Cetinkaya is the first governor to be dismissed since 1980, when the military sacked Ismail Hakki Aydogdu.
The Turkish laws stipulate that the central bank’s chief cannot be dismissed unless his health conditions affect his job, or he was indicted in a graft case, or proved he runs a commercial business.
Although the dismissal of Cetinkaya violated the Turkish laws, Erdogan said he had to sack the central bank’s chief for high interest rates. Cetinkaya increased the rates to lure foreign investment inflows.
The Turkish lira weakened 2.5% against the dollar after Cetinkaya’s dismissal.
The Turkish media said that Ali Babacan, Turkey’s former economy minister, resigned his membership of the ruling Justice and Development Party (AKP) over “deep differences” with the party’s direction.
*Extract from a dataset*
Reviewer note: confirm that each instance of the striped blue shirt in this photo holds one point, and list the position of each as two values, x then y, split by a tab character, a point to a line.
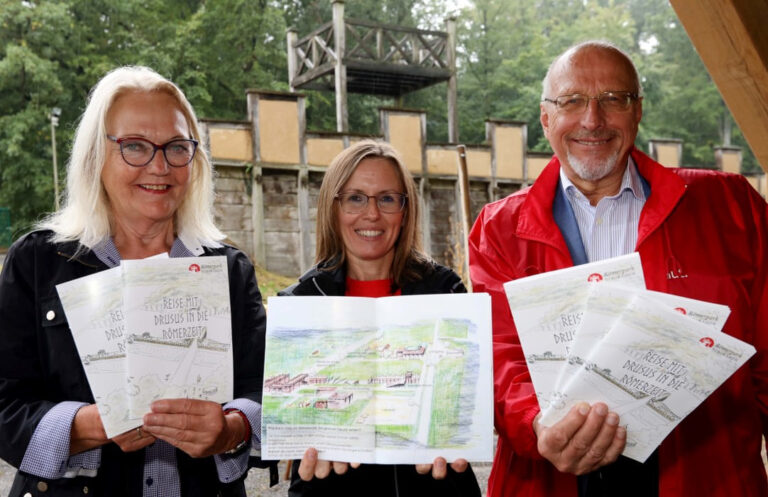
608	229
47	454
Babacan said he rejected lower interest rates, according to the Turkish media.
The dismissal of the central bank’s governor is a result of wider authorities given to the Turkish president according to the recent constitutional amendments. Erdogan now has absolute executive powers and can issue a decree without referral to parliament.
Researcher Mohamed Hamed, an expert on Turkish affairs, said the sacking of Turkey’s central bank governor as part of Justice and Development Party’s endeavors to control all of the state’s institutions.
“These endeavors will have a negative impact on the Turkish economy as Erdogan’s government undermines the free market economy. That will push investors to pull out the Turkish market, and look for other markets,” Hamed told THE REFERENCE.